Classic Pizza Margherita

The Classic Pizza Margherita is a very basic pizza recipe, but it can turn out to be a very delicious pizza if you use fresh ingredients in it. It is easy to make and uses minimal ingredients and yet is good to eat. Since the Pizza Magherita is a basic dish, it usually appeals to all kinds of taste buds, so you do not have to think about disappointing some one at the table.

Prep Time: 2 hours
Cook Time: 25 minutes


  • Pizza Dough
  • 2 teaspoons instant yeast
  • 1cups lukewarm water
  • 2 tablespoons honey
  • 3 ½ cups Whole Wheat Flour
  • 1 tablespoon wheat gluten
  • 1 1/2 teaspoons salt
  • 2 tablespoons extra-virgin olive oil
  • 2 tablespoons sesame seeds


  • 3 tablespoons extra-virgin olive oil
  • 4 ripe plum tomatoes, sliced into thin rounds
  • 2 cups diced fresh mozzarella cheese
  • 12 fresh basil leaves
  • 1/2 teaspoon salt


Preheat oven to 425°F.

To make the dough

Stir together the yeast, water, honey and 1 cup of the flour in a large mixing bowl and combine well. You can also use the electric mixer to combine the ingredients. Cover the mixture and let it stand for 30 minutes so that it becomes a little soft.

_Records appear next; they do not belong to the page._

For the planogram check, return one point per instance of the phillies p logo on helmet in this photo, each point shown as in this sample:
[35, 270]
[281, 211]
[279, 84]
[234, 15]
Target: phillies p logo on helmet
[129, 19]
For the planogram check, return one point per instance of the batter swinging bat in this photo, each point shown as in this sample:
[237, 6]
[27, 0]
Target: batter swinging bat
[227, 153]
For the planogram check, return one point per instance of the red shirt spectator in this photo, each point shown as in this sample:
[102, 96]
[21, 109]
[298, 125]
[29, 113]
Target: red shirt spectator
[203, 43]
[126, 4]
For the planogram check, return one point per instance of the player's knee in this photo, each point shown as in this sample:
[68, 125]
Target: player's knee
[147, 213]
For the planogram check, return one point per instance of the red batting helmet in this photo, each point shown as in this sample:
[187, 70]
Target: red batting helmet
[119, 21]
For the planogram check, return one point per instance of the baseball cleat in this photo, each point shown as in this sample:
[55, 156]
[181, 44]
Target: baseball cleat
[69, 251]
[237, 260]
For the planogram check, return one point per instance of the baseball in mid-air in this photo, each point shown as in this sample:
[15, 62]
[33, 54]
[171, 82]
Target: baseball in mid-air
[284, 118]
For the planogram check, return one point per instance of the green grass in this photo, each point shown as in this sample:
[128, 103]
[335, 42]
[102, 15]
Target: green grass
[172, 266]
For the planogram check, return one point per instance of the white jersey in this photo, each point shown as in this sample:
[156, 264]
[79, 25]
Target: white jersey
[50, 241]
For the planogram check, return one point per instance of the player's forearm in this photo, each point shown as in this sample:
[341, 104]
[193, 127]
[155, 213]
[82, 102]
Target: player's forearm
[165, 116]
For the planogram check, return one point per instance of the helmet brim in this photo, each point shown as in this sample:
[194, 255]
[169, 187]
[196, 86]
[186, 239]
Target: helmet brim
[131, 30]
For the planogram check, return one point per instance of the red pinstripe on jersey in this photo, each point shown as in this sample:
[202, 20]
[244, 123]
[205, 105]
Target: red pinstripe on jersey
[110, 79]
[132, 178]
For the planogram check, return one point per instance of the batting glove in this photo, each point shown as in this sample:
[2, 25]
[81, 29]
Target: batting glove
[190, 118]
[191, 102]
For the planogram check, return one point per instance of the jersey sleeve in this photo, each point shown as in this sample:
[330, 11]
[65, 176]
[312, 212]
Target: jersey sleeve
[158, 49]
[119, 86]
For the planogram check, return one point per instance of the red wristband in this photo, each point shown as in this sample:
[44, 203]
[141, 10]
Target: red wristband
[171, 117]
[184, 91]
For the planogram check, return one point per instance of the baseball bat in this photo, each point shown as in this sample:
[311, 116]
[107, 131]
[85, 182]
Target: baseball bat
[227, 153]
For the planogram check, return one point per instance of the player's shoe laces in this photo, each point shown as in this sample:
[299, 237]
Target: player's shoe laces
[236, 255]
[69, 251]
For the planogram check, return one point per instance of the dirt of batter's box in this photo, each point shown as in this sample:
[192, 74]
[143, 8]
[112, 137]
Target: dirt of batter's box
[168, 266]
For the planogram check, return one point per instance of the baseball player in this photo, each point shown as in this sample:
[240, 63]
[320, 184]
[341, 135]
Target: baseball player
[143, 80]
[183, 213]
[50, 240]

Add 2 cups of the remaining flour, the wheat gluten and the salt to the prepared mixture along with the olive oil and sesame seeds. Either knead the dough by hand or mixer for about 5 minutes, adding in more flour if necessary to make a smooth elastic dough. Place it in a lightly greased bowl, cover the bowl tightly with plastic wrap, and allow the dough to rise for at least 2 hours, or until it’s doubled in size.
Arranging the pizza

Divide the dough in half, roll each piece on a floured surface into a 13″ to 15″ round and place the rounds on lightly oiled pans. Turn in the overhanging edge to form a rounded rim.

Brush each of the rounded dough with 1 tablespoon of the olive oil. Now neatly arrange the tomato slices equally on both the pizza bases. Similarly sprinkle the cheese dividing into half and top it up with the tomatoes. Put the fresh basil leaves on top equally over both the rounds and sprinkle with salt and a dash of olive oil.

Bake the pizzas in the pans for about 20 to 30 minutes or until the top and bottom crusts are nicely browned. Cut into neat equal wedges and serve piping hot, garnished with some more fresh basil if required.